Das ist die sehr richtige und wichtige Aussage eines Fricktaler Nationalratskandidaten. Von wem stammt sie? Wenn wir an das Opfer Ukraine und an den Täter russische Wehrmacht denken, wäre es ziemlich klar, dass sie wahrscheinlich von jemandem von der Sozialdemokratischen Partei stammt.
Aber falsch geraten, es stammt aus dem «Extrablatt» der SVP, mit dem wahrscheinlich fast alle Haushalte in der Schweiz «beglückt» wurden, und zwar von Christoph Riner aus Zeihen. Wenn man allerdings sieht, wie sich die SVP in Bezug auf die Solidarität zum ukrainischen Volk stellt, dann merkt man rasch, dass da etwas nicht stimmen kann, denn die SVP (vor allem Roger Köppel in seiner «Weltwoche») schäumt ja vor Wut, dass der Bundesrat, nicht zuletzt auf Druck des mit den Ukrainern sehr solidarischen Schweizer Volkes, zumindest die Boykottmassnahmen der EU gegen den russischen Aggressor übernommen hat, was ja wirklich das Allermindeste ist, was er tun konnte.

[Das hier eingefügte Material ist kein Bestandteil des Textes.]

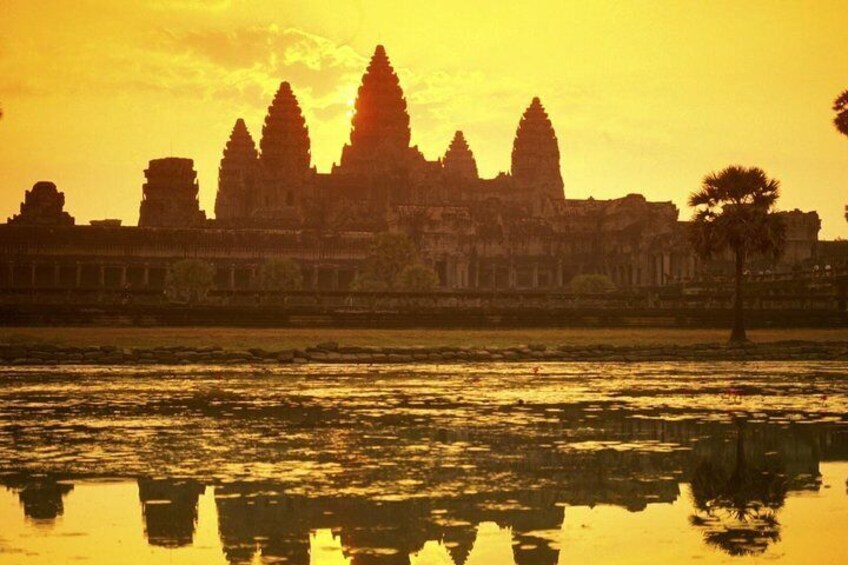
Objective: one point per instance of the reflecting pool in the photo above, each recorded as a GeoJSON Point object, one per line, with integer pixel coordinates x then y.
{"type": "Point", "coordinates": [478, 464]}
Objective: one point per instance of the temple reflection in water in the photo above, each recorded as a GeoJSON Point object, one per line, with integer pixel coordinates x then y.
{"type": "Point", "coordinates": [740, 475]}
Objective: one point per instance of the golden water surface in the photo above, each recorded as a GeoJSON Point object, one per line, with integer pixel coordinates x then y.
{"type": "Point", "coordinates": [475, 465]}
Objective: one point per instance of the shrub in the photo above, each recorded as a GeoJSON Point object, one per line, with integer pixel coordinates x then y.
{"type": "Point", "coordinates": [280, 275]}
{"type": "Point", "coordinates": [417, 278]}
{"type": "Point", "coordinates": [591, 284]}
{"type": "Point", "coordinates": [190, 280]}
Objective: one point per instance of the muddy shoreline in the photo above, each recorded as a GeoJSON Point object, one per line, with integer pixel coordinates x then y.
{"type": "Point", "coordinates": [331, 352]}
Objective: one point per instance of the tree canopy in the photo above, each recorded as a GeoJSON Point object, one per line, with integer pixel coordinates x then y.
{"type": "Point", "coordinates": [734, 211]}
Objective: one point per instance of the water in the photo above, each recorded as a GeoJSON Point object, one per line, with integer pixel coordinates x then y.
{"type": "Point", "coordinates": [486, 465]}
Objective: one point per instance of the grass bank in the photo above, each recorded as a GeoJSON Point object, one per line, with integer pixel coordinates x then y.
{"type": "Point", "coordinates": [241, 338]}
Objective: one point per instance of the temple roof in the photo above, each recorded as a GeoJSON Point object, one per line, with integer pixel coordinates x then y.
{"type": "Point", "coordinates": [459, 160]}
{"type": "Point", "coordinates": [285, 138]}
{"type": "Point", "coordinates": [240, 147]}
{"type": "Point", "coordinates": [535, 152]}
{"type": "Point", "coordinates": [380, 124]}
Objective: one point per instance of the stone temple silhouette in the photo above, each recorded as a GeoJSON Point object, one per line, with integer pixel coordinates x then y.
{"type": "Point", "coordinates": [514, 231]}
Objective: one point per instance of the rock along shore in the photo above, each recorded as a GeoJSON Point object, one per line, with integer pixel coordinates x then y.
{"type": "Point", "coordinates": [331, 352]}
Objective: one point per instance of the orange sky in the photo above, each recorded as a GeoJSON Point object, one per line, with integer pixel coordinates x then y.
{"type": "Point", "coordinates": [645, 96]}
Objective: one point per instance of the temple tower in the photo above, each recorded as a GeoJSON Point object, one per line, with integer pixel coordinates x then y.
{"type": "Point", "coordinates": [535, 153]}
{"type": "Point", "coordinates": [380, 134]}
{"type": "Point", "coordinates": [169, 197]}
{"type": "Point", "coordinates": [238, 177]}
{"type": "Point", "coordinates": [285, 151]}
{"type": "Point", "coordinates": [43, 206]}
{"type": "Point", "coordinates": [459, 160]}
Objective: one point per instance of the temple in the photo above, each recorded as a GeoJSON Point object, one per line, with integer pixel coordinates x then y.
{"type": "Point", "coordinates": [514, 231]}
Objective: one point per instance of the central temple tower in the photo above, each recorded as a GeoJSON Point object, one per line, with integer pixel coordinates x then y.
{"type": "Point", "coordinates": [380, 135]}
{"type": "Point", "coordinates": [535, 154]}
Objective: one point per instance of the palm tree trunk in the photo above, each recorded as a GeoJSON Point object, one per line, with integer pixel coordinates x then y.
{"type": "Point", "coordinates": [738, 333]}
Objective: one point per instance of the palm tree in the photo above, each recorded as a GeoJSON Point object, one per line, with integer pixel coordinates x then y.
{"type": "Point", "coordinates": [840, 106]}
{"type": "Point", "coordinates": [735, 212]}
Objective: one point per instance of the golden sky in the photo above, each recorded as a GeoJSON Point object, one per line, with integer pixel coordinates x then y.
{"type": "Point", "coordinates": [645, 96]}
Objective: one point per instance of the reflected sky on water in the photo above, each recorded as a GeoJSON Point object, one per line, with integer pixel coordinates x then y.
{"type": "Point", "coordinates": [506, 463]}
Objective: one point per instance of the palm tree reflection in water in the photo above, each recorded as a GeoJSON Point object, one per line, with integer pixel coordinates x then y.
{"type": "Point", "coordinates": [738, 509]}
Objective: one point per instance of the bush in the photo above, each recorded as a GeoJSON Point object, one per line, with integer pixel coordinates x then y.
{"type": "Point", "coordinates": [417, 278]}
{"type": "Point", "coordinates": [280, 275]}
{"type": "Point", "coordinates": [390, 254]}
{"type": "Point", "coordinates": [190, 280]}
{"type": "Point", "coordinates": [591, 284]}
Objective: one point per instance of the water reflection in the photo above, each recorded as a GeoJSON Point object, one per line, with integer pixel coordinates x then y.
{"type": "Point", "coordinates": [405, 468]}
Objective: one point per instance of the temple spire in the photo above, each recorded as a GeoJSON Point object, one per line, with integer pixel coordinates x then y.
{"type": "Point", "coordinates": [285, 138]}
{"type": "Point", "coordinates": [237, 176]}
{"type": "Point", "coordinates": [459, 160]}
{"type": "Point", "coordinates": [380, 124]}
{"type": "Point", "coordinates": [535, 152]}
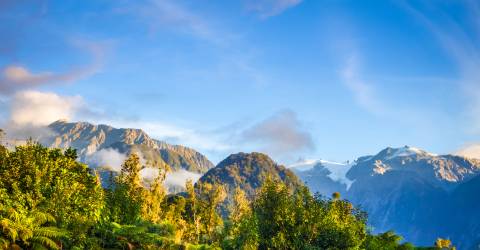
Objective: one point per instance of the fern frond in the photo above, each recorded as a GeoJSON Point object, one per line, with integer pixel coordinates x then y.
{"type": "Point", "coordinates": [50, 232]}
{"type": "Point", "coordinates": [45, 241]}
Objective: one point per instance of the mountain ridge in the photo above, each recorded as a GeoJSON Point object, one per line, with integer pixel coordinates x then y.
{"type": "Point", "coordinates": [89, 138]}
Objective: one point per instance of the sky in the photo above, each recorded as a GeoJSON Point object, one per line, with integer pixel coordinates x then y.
{"type": "Point", "coordinates": [297, 79]}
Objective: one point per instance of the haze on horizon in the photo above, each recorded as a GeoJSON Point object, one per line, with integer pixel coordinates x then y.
{"type": "Point", "coordinates": [292, 78]}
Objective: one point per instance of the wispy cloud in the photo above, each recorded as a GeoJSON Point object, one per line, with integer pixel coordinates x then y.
{"type": "Point", "coordinates": [17, 77]}
{"type": "Point", "coordinates": [363, 92]}
{"type": "Point", "coordinates": [173, 15]}
{"type": "Point", "coordinates": [269, 8]}
{"type": "Point", "coordinates": [42, 108]}
{"type": "Point", "coordinates": [280, 135]}
{"type": "Point", "coordinates": [460, 38]}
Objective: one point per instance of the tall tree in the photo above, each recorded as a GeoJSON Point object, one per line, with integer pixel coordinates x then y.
{"type": "Point", "coordinates": [127, 198]}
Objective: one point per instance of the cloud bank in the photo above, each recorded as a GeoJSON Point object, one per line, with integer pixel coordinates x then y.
{"type": "Point", "coordinates": [280, 134]}
{"type": "Point", "coordinates": [42, 108]}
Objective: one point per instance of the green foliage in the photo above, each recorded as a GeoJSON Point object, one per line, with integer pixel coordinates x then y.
{"type": "Point", "coordinates": [35, 178]}
{"type": "Point", "coordinates": [48, 200]}
{"type": "Point", "coordinates": [125, 201]}
{"type": "Point", "coordinates": [388, 241]}
{"type": "Point", "coordinates": [28, 229]}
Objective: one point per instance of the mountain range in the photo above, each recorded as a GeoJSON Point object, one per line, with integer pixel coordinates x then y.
{"type": "Point", "coordinates": [90, 139]}
{"type": "Point", "coordinates": [419, 195]}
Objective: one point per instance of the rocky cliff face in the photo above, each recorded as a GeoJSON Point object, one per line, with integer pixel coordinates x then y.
{"type": "Point", "coordinates": [89, 138]}
{"type": "Point", "coordinates": [416, 194]}
{"type": "Point", "coordinates": [420, 195]}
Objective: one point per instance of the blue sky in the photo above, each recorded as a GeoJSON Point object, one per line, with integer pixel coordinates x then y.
{"type": "Point", "coordinates": [296, 79]}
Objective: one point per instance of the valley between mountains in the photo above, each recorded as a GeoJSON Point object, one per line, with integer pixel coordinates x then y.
{"type": "Point", "coordinates": [419, 195]}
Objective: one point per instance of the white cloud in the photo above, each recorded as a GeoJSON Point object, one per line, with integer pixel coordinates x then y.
{"type": "Point", "coordinates": [17, 77]}
{"type": "Point", "coordinates": [149, 173]}
{"type": "Point", "coordinates": [179, 177]}
{"type": "Point", "coordinates": [280, 135]}
{"type": "Point", "coordinates": [268, 8]}
{"type": "Point", "coordinates": [42, 108]}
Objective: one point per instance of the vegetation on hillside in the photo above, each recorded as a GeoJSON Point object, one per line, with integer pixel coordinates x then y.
{"type": "Point", "coordinates": [48, 200]}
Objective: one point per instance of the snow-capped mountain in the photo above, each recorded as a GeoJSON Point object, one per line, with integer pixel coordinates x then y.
{"type": "Point", "coordinates": [445, 171]}
{"type": "Point", "coordinates": [402, 187]}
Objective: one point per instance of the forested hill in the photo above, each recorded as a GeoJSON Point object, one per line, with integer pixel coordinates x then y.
{"type": "Point", "coordinates": [48, 200]}
{"type": "Point", "coordinates": [249, 171]}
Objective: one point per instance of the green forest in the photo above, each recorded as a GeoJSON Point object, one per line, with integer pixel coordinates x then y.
{"type": "Point", "coordinates": [49, 200]}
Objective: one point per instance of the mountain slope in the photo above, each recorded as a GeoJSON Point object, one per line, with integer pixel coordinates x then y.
{"type": "Point", "coordinates": [418, 194]}
{"type": "Point", "coordinates": [248, 172]}
{"type": "Point", "coordinates": [413, 192]}
{"type": "Point", "coordinates": [89, 138]}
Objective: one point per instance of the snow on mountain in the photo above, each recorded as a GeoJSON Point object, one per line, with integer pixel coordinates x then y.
{"type": "Point", "coordinates": [408, 151]}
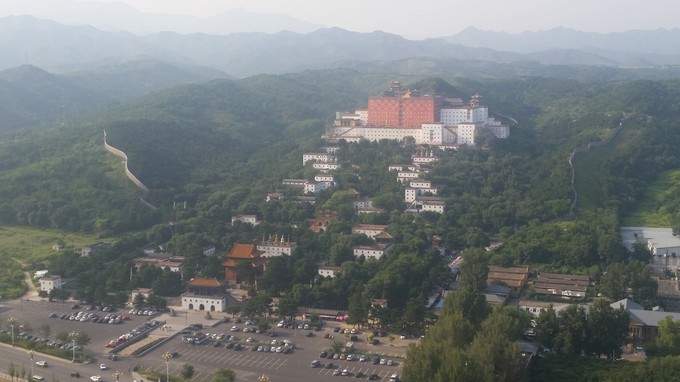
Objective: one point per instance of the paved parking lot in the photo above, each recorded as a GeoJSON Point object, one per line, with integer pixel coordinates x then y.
{"type": "Point", "coordinates": [205, 358]}
{"type": "Point", "coordinates": [34, 314]}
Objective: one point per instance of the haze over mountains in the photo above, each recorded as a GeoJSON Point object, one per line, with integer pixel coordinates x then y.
{"type": "Point", "coordinates": [58, 47]}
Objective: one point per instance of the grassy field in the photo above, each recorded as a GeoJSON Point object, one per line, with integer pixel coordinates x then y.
{"type": "Point", "coordinates": [588, 167]}
{"type": "Point", "coordinates": [649, 211]}
{"type": "Point", "coordinates": [22, 249]}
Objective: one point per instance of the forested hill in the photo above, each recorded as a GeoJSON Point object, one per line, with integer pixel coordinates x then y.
{"type": "Point", "coordinates": [30, 96]}
{"type": "Point", "coordinates": [220, 146]}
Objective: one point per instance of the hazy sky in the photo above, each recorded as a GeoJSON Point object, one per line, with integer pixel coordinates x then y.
{"type": "Point", "coordinates": [417, 18]}
{"type": "Point", "coordinates": [420, 18]}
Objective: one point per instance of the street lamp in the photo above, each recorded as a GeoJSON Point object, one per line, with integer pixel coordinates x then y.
{"type": "Point", "coordinates": [31, 354]}
{"type": "Point", "coordinates": [73, 336]}
{"type": "Point", "coordinates": [11, 322]}
{"type": "Point", "coordinates": [167, 357]}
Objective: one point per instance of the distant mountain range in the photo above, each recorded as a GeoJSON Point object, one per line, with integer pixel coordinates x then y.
{"type": "Point", "coordinates": [118, 16]}
{"type": "Point", "coordinates": [25, 40]}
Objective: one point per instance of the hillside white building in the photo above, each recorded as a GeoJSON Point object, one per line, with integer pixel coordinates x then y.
{"type": "Point", "coordinates": [375, 251]}
{"type": "Point", "coordinates": [49, 282]}
{"type": "Point", "coordinates": [458, 124]}
{"type": "Point", "coordinates": [276, 247]}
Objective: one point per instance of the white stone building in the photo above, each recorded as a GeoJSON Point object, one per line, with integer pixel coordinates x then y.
{"type": "Point", "coordinates": [374, 251]}
{"type": "Point", "coordinates": [49, 282]}
{"type": "Point", "coordinates": [328, 271]}
{"type": "Point", "coordinates": [246, 219]}
{"type": "Point", "coordinates": [370, 230]}
{"type": "Point", "coordinates": [319, 157]}
{"type": "Point", "coordinates": [276, 247]}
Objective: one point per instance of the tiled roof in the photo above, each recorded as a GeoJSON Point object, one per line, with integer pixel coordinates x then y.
{"type": "Point", "coordinates": [230, 263]}
{"type": "Point", "coordinates": [205, 282]}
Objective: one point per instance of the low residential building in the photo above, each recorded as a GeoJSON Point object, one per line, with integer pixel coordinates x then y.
{"type": "Point", "coordinates": [494, 294]}
{"type": "Point", "coordinates": [328, 271]}
{"type": "Point", "coordinates": [405, 176]}
{"type": "Point", "coordinates": [566, 286]}
{"type": "Point", "coordinates": [240, 254]}
{"type": "Point", "coordinates": [205, 294]}
{"type": "Point", "coordinates": [370, 230]}
{"type": "Point", "coordinates": [275, 247]}
{"type": "Point", "coordinates": [402, 167]}
{"type": "Point", "coordinates": [245, 219]}
{"type": "Point", "coordinates": [411, 193]}
{"type": "Point", "coordinates": [314, 187]}
{"type": "Point", "coordinates": [362, 203]}
{"type": "Point", "coordinates": [274, 197]}
{"type": "Point", "coordinates": [512, 277]}
{"type": "Point", "coordinates": [375, 251]}
{"type": "Point", "coordinates": [318, 157]}
{"type": "Point", "coordinates": [536, 307]}
{"type": "Point", "coordinates": [323, 219]}
{"type": "Point", "coordinates": [427, 203]}
{"type": "Point", "coordinates": [209, 250]}
{"type": "Point", "coordinates": [304, 199]}
{"type": "Point", "coordinates": [668, 294]}
{"type": "Point", "coordinates": [294, 182]}
{"type": "Point", "coordinates": [49, 282]}
{"type": "Point", "coordinates": [325, 167]}
{"type": "Point", "coordinates": [644, 324]}
{"type": "Point", "coordinates": [370, 210]}
{"type": "Point", "coordinates": [160, 260]}
{"type": "Point", "coordinates": [661, 242]}
{"type": "Point", "coordinates": [146, 292]}
{"type": "Point", "coordinates": [86, 251]}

Wer also will, dass in den kommenden vier Jahren der Druck auf den Bundesrat massiv erhöht wird, sich nicht dem russischen Regime anzubiedern, um sich «alle Türen offen zu halten», tut gut daran, am 22. Oktober die Liste «Sozialdemokraten» einzulegen und zwar sowohl für die Nationalratswahlen als auch für die Ständeratswahlen, wo mit Gabriela Suter sich eine hervorragende Kandidatin zur Verfügung stellt.
Nur durch eine massive Veränderung des Ständerates kann diese Verhinderungs-Kammer des Parlamentes wieder eine sinnvolle Ergänzung zum Nationalrat werden.